Dogwood petals sigh in spirals, blessing my recline.

Spring darkness rests on hollow muted hills

while moonlight strikes the owls awake,

their hoots slipstreaming through ravines.


Unlike Robert, I named the birds and took liberties with the tree petals. I’m writing a new rhyming picture book right now, so this detour was a welcome respite. Feeling a little spring-feverish. Ahhh—ahhh—Cheers!


36 thoughts on “Spring Night (After Wang Wei via Robert Okaji)

  1. Lady Fancifull says:

    That is lovely, Jilanne. I guess the restraint nd compaction the haiku imposes means every word has earned its place. I particularly liked the feel of the verbs in each line, they felt like the striking of a gong, reverberating through the line

  2. FictionFan says:

    Great stuff Jilanne – I think your liberties caught the feel of the original even if you played a tiny bit with the words, and created something lovely. And I don’t see how a literal translation could ever work for poetry…

  3. Marsha says:

    Your poem brought a lot of memories to the surface, all of them pleasant. I love the dogwood petals sighing in spirals. Actually, it’s all savory. Thanks for sharing!

          • Marsha says:

            I did like his site, so I will go back. I was working on an article about using photos to inspire poetry, but you used him, and he used a similar poem translated from Chinese, I think. Have you ever used a photo as an inspiration for poetry, or how do you get inspired most often?

          • Jilanne Hoffmann says:

            I don’t use photos or images, usually. There’s a marvelous artist by the name of Marcy Erb who has a regular image-inspired-by-poem site. You should take a look at her work. I get inspired by reading poetry, news articles, nonfiction artifacts, trivia, etc. So many ways to get inspired, I can’t attribute my inspiration to any one thing. There’s also so much going on inside my head, things often just bubble to the surface.

          • Marsha says:

            Love it. I read several of Robert’s poems. They are very esoteric. I think I need a degree in English to understand many of the nuances. Maybe history and science as well. There is a lot of depth to the ones I read. πŸ™‚

          • Jilanne Hoffmann says:

            Yes, he’s really quite wonderful. I think poems can be “understood” on many levels.
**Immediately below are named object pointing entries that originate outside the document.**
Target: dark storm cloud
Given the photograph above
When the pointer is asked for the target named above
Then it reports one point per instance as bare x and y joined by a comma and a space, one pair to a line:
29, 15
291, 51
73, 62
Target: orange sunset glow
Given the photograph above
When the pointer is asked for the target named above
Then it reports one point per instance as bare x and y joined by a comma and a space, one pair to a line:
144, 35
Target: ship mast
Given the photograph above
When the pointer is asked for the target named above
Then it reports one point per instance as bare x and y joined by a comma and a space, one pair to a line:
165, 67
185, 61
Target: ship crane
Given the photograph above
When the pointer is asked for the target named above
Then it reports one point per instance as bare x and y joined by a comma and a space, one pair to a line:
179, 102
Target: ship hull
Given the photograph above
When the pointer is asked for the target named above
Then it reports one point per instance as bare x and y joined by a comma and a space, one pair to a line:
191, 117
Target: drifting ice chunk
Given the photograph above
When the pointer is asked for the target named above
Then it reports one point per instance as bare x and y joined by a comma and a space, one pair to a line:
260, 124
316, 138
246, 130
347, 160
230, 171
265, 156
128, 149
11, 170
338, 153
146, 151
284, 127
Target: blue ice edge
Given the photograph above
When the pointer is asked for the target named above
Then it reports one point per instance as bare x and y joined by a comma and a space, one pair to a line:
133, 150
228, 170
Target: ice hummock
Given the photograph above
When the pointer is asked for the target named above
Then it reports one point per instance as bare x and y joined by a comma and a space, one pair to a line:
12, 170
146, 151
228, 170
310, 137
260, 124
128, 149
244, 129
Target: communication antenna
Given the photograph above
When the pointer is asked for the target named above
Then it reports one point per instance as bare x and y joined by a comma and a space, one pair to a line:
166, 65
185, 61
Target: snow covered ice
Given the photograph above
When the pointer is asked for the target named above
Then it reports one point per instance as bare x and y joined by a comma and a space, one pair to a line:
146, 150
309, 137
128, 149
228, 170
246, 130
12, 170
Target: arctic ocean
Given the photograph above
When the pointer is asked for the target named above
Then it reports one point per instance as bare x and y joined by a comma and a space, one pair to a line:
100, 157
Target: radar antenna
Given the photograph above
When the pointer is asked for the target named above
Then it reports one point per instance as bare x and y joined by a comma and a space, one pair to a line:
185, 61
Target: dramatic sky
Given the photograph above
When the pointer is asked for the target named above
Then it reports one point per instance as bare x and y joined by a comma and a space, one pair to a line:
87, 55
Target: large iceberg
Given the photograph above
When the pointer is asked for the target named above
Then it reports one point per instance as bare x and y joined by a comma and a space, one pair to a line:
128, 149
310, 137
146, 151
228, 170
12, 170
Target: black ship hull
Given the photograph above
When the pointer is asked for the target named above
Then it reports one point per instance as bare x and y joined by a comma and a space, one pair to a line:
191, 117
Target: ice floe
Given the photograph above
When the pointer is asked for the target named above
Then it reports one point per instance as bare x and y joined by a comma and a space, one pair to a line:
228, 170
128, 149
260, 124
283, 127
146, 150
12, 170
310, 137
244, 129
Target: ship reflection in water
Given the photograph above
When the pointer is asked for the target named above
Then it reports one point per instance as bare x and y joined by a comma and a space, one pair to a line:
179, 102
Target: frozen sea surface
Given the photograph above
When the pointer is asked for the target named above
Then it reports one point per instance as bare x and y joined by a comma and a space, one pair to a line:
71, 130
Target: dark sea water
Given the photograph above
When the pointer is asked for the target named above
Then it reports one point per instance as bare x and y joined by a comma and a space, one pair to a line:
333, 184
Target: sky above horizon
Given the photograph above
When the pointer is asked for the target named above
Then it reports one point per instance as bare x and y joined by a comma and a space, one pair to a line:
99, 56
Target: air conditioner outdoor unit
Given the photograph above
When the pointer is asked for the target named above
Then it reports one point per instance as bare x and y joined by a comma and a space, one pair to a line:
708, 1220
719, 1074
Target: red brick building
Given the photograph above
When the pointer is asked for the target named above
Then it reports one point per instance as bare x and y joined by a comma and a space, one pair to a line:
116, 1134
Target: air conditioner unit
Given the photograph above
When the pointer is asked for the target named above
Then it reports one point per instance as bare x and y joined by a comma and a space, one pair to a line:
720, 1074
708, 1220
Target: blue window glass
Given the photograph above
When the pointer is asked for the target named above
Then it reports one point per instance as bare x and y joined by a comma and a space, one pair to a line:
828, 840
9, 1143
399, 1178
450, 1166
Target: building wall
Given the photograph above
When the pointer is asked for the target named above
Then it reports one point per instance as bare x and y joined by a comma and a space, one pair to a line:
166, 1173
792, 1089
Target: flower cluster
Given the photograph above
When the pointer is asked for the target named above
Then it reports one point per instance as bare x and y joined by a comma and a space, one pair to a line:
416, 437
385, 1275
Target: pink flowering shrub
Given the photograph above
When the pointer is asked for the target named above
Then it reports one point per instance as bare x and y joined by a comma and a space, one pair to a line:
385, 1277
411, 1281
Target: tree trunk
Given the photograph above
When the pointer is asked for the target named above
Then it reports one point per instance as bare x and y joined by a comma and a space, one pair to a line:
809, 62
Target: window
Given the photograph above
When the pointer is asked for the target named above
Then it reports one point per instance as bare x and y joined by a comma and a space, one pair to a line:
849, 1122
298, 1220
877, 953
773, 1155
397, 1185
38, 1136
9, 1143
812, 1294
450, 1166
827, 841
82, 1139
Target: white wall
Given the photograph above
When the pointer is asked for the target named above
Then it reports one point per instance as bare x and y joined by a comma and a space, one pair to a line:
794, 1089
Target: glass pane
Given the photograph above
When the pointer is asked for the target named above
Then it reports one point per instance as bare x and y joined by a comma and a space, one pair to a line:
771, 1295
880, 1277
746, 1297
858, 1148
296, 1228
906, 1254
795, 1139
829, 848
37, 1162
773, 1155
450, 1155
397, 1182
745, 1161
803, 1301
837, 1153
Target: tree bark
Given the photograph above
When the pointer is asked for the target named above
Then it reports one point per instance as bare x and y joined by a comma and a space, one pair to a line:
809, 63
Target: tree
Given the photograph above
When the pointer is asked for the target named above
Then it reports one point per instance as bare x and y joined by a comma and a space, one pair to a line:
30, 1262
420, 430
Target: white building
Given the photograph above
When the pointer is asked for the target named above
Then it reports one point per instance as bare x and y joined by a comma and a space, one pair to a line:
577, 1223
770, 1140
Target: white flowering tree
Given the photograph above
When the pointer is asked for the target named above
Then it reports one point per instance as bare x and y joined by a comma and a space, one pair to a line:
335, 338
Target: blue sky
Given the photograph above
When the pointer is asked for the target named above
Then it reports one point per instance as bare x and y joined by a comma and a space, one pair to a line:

Sometimes people think there’s a “right” way to understand a poem, but they’re really floating out there to be “understood” in whatever way the reader understands them. If they evoke a response, you don’t really need to understand where the response is coming from. He wrote the origami crane poem for me without knowing that it was for my mother-in-law’s memorial. And it was perfect! It’s in my post about her memorial last year. But not every poet or poem speaks to everyone. Just like not every work of fiction speaks to everyone. I love cultures that understand how powerful poetry or the written world in general can be, how vital it is to the lifeblood of a society. Perhaps it springs forth most strongly from cultures that are oppressed. I am struck by how many writers have been jailed or killed for speaking out against regimes, via poetry or allegory or other forms of art. In the U.S., it seems that this aspect of art has been subsumed largely by pop culture.

          • Marsha says:

            Yes, and that has not always been the case in the United States. It’s only been in our lifetimes, I think. Your observation is so true about cultures, and even extends to pop culture. I remember a documentary of Paul McCartney’s visit to Russia, and the discussion of the profound effect he had on their culture, and on ours, really. And I remember the anti war songs during the 60s, and what emotions they aroused. But we have protection of free speech here, and even though it is not perfect, we can’t underestimate its effect on art.